Há um certo tempo, venho pensando sobre diversas situações, principalmente aquelas que não dão certo em um específico momento da nossa vida.

Sabe aquela vaga de emprego que parecia estar aberta, mas nunca se abre? Aquela viagem dos sonhos, tão perto de se concretizar, mas, por causa de um mero detalhe, não pôde acontecer. O sonho de adquirir um carro, que teve de ser adiado por falta de aquisição. Aquela relação que terminou antes mesmo de começar. Tentativas frustradas. Sonhos adiados ou cancelados. Planos que não deram certo.

Diante disso tudo, nós questionamos : por que não deu certo, Senhor? Por que aquele emprego não deu certo? Por que a viagem não deu certo? Por que o namoro não deu certo? Por que eu não fui chamado (a)? Por que, por que, por quê?

A polêmica cura do cego

João 9.1-41 conta a história de um cego de nascença, e nesse texto aparecem diversas perguntas dos religiosos e discípulos de Jesus sobre o cego, sua cura e quem a realizou. Perguntas como aquelas que vêm à nossa mente quando as coisas não dão certo.

O primeiro questionamento que fazemos é: existe motivo para tudo isso que eu estou passando? Esse foi o questionamento que os discípulos fizeram a Jesus sobre a cegueira daquele homem. Nessa época, os judeus achavam erroneamente que toda desgraça representava uma punição de Deus a algum pecado.

Infelizmente, muitos acham isso até os dias de hoje, e que tudo que acontece conosco é por causa de pecado. Outros pensam que, se não fizerem nada de errado, estarão isentos aos problemas da vida. Porém sabemos que nada disso é de fato verdade. 

Quem é o culpado?

O segundo questionamento que aparece implícito na história é ‘quem é o culpado?’. Apesar da cura milagrosa, os questionamentos sobre a cura do cego continuavam.
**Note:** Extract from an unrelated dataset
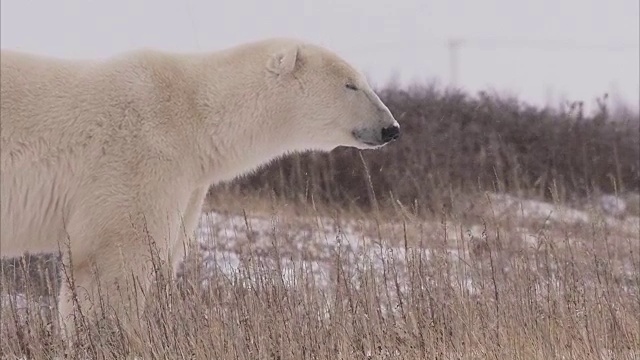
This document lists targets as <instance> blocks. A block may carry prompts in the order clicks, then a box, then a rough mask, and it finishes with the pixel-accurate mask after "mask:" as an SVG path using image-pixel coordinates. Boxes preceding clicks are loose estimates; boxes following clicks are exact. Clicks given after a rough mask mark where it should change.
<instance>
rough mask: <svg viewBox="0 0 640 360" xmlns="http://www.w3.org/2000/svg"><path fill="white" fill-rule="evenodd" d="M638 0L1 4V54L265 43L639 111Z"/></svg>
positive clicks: (425, 78) (192, 2)
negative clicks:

Nos versos 8 e 10-12 diz que os vizinhos e os que o tinham visto mendigando questionaram a cura. Eles queriam saber quem tinha curado aquele homem.

Assim como os questionamentos foram feitos sobre a cura do cego, muitas vezes nós temos a tendência de querer achar culpado para tudo e todos. Foi assim no Éden (Gênesis 3.11-13) quando Adão culpou Eva, e Eva culpou a serpente. Sempre buscamos culpados para tudo em nossa vida. Buscamos na esposa, nos amigos, no diabo, no marido, nos filhos, na igreja a culpa dos nossos problemas.

Por que Deus não impediu?

O terceiro que pode vir diante de fatalidades ou situações que não gostaríamos que acontecessem é: por que Deus não fez algo para impedir? Na história descrita em João 9.13-34, os religiosos questionam a maneira como aconteceu a cura, por ser sábado e por Jesus ser para eles um homem pecador. Também levantaram outra polêmica, desta vez, em relação à veracidade da cura, se não houvera engano, manipulação. Pois como um homem pecador poderia realizar milagres?
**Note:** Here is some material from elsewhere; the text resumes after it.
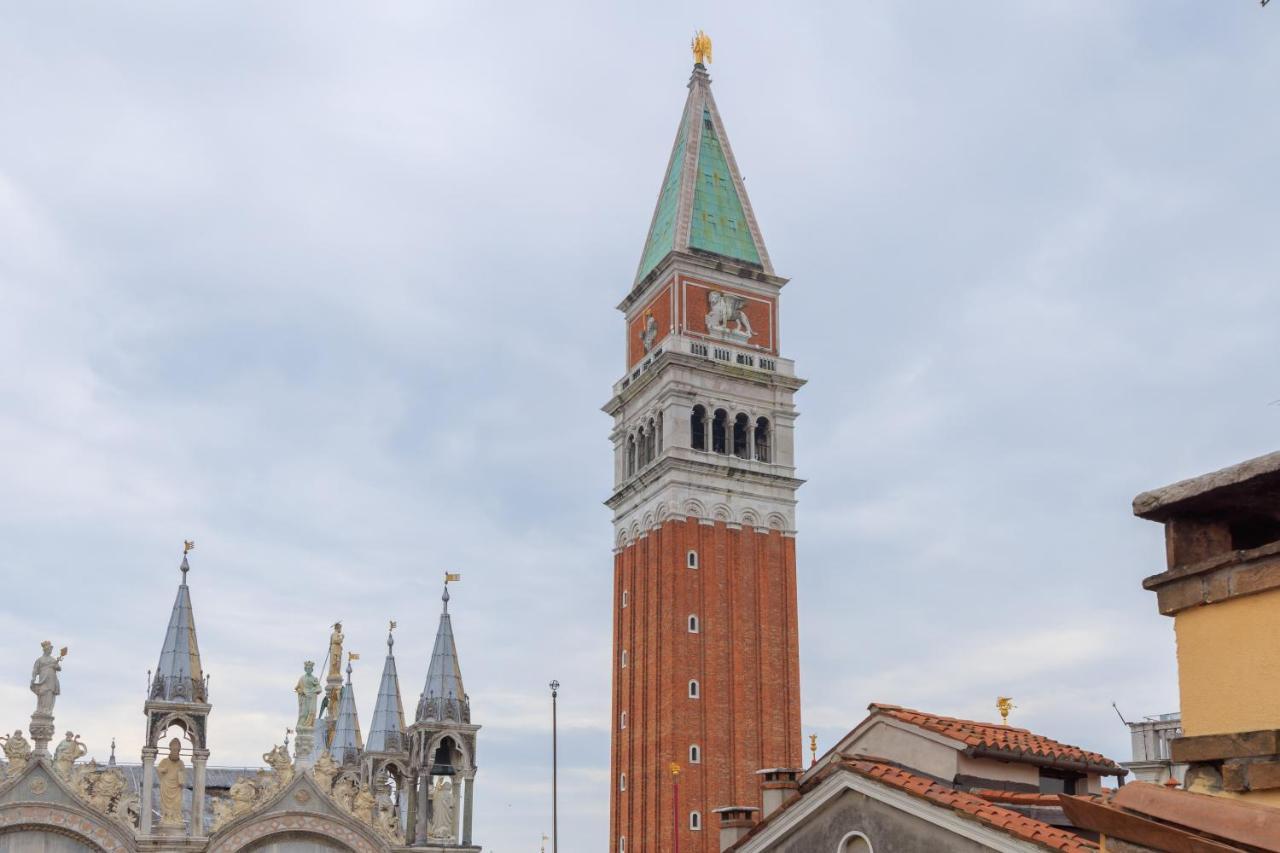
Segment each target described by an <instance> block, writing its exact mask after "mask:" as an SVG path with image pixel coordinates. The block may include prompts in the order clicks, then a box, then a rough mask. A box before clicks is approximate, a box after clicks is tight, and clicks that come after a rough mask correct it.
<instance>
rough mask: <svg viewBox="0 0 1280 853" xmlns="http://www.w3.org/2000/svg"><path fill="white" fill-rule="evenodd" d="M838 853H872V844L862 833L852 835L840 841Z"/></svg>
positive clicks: (848, 836) (849, 835)
mask: <svg viewBox="0 0 1280 853" xmlns="http://www.w3.org/2000/svg"><path fill="white" fill-rule="evenodd" d="M836 853H872V843H870V840H869V839H868V838H867V836H865V835H863V834H861V833H850V834H849V835H846V836H845V838H842V839H840V844H837V845H836Z"/></svg>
Há quem ache que tudo acontece porque falharam na busca a Deus em relação ao que tanto queriam, por isso não aconteceu. E chegam a pensar que Deus não atende pecadores, dizendo: “Ele não me atende desse jeito que estou vivendo”.

O que fazer ou pensar?

Eis a questão : se todas esses questionamentos não são a melhor maneira de pensar quando as coisas não dão certo, então, o que fazer ou pensar?
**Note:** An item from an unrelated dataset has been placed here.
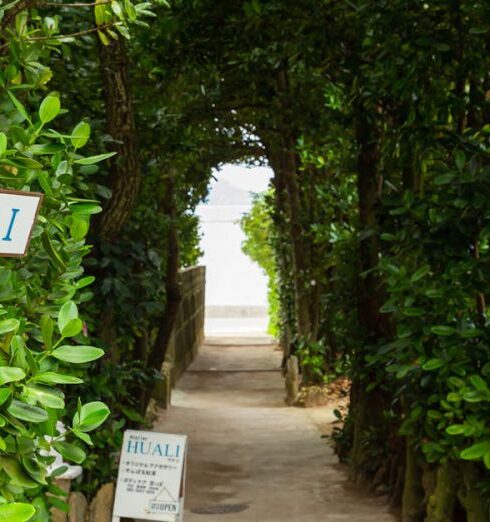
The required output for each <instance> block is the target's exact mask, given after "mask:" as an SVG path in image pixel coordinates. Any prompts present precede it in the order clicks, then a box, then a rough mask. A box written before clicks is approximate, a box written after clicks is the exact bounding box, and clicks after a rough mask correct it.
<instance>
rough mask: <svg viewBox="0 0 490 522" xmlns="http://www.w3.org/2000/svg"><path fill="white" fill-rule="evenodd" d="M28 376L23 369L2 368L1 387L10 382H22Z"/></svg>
mask: <svg viewBox="0 0 490 522" xmlns="http://www.w3.org/2000/svg"><path fill="white" fill-rule="evenodd" d="M25 376H26V373H25V371H24V370H23V369H22V368H15V367H12V366H0V386H3V385H4V384H7V383H8V382H15V381H21V380H22V379H24V378H25Z"/></svg>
João 9.35-41  pode responder nossa pergunta. O versículo diz que Jesus se encontrou novamente com aquele homem que era cego e viu que a fé dele havia progredido. Antes, um homem que não tinha a mínima ideia de quem era Jesus, agora, já tem compreensão. Os versos 37 e 38 mostram que o ex-cego entende e confessa, crê e adora a Jesus como Cristo, ou seja, como Deus da vida dele, seu Salvador.

Diante disso, o que Deus nos mostra é que, quando os questionamentos aparecerem – e eles podem vir quando as coisas não derem certo -, procure confessá-los a Deus, continue crendo Nele, adore-O sempre, independentemente das coisas darem certo ou não. Pois o que nos sustenta não são os milagres, as respostas, conquistas; Deus, que permanece sempre Deus, cuidará de cada um de nós dia após dia.